Swiss glaciers lose 10% of their volume in two years

A Swiss flag at the Rhône glacier in Obergoms, Switzerland
A Swiss flag at the Rhône glacier in Obergoms, Switzerland. Photograph: Denis Balibouse/Reuters

Swiss glaciers have lost 10% of their volume in just two years, a report has found.

Scientists have said climate breakdown caused by the burning of fossil fuels is the cause of unusually hot summers and winters with very low snow volume, which have caused the accelerating melts. The volume lost during the hot summers of 2022 and 2023 is the same as that lost between 1960 and 1990.

The analysis by the Swiss Academy of Sciences found 4% of Switzerland’s total glacier volume vanished this year, the second-biggest annual decline on record. The largest decline was in 2022, when there was a 6% drop, the biggest thaw since measurements began.

Experts have stopped measuring the ice on some glaciers as there is essentially none left. Glacier Monitoring in Switzerland (Glamos), which monitors 176 glaciers, recently halted measurements at the St Annafirn glacier in the central Swiss canton of Uri since it had mostly melted.

Matthias Huss, the head of Glamos, said: “We just had some dead ice left. It’s a combination of climate change that makes such extreme events more likely, and the very bad combination of meteorological extremes.
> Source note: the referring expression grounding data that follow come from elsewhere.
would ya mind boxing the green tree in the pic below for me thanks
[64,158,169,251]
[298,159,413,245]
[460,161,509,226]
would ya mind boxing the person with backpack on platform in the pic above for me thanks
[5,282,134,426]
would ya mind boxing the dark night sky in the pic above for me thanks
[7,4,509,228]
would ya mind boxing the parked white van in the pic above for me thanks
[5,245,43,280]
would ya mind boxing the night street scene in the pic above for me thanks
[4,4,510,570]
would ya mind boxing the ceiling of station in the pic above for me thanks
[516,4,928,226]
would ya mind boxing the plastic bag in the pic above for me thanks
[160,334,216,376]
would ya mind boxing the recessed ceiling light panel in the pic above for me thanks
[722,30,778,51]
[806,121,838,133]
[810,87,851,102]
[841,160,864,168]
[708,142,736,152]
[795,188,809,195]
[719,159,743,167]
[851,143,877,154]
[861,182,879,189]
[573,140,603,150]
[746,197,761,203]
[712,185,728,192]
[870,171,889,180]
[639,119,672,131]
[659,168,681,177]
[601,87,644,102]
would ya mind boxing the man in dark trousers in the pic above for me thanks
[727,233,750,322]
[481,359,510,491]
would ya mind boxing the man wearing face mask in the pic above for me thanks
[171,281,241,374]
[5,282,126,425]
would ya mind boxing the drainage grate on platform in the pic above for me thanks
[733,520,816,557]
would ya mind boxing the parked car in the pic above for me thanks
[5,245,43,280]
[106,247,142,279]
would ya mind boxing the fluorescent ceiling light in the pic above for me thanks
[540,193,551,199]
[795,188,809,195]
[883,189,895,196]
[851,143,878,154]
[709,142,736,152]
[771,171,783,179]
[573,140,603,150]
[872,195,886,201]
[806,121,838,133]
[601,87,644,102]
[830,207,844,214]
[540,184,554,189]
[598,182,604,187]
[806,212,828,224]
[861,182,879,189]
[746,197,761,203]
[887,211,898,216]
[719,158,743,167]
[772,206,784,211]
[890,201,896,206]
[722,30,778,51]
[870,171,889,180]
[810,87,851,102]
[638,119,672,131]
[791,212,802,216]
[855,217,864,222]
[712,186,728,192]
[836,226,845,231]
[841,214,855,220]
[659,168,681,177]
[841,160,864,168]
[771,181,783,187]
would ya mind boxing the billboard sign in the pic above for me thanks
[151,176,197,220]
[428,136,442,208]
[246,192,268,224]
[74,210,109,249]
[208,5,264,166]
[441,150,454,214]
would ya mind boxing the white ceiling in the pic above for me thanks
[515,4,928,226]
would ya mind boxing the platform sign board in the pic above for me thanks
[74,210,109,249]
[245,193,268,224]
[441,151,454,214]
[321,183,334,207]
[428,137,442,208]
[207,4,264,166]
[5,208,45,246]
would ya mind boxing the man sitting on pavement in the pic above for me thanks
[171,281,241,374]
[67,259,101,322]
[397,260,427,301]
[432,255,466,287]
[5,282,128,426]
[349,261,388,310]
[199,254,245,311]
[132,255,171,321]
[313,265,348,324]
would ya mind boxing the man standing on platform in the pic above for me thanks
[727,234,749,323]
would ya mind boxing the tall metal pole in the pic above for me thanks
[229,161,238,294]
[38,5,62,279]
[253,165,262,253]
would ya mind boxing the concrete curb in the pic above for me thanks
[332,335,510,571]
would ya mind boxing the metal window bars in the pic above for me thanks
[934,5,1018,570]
If we continue at this rate … we will see every year such bad years.”

He said small glaciers were disappearing because of the rate of ice loss. In order to stop Switzerland losing its ice, emissions needed to be halted, he said, but added that even if the world managed to keep warming to 1.5C above preindustrial levels, only a third of glacier volume in Switzerland was forecast to remain.

This meant, he said, that “all the small glaciers will be gone anyway, and the big glaciers will be much smaller”. But he stressed that at least “there will be some ice in the highest regions of the Alps and some glaciers that we can show to our grandchildren”.

The Swiss Alps experienced record warmth this year. In August, the peak melt month, the Swiss weather service found that the elevation at which precipitation freezes hit a new record overnight high, measured 5,289 metres (17,350ft), an altitude higher than Mont Blanc. This exceeded last year’s record of 5,184 metres.

The mountain scenery is changing due to the melting ice. Huss has found new lakes forming next to glacier tongues for the first time on record, as well as bare rock poking from thinning ice. Bodies long lost under ice have been recovered as ice sheets have shrunk.

Swiss records mainly go back to 1960, and to 1914 for some glaciers.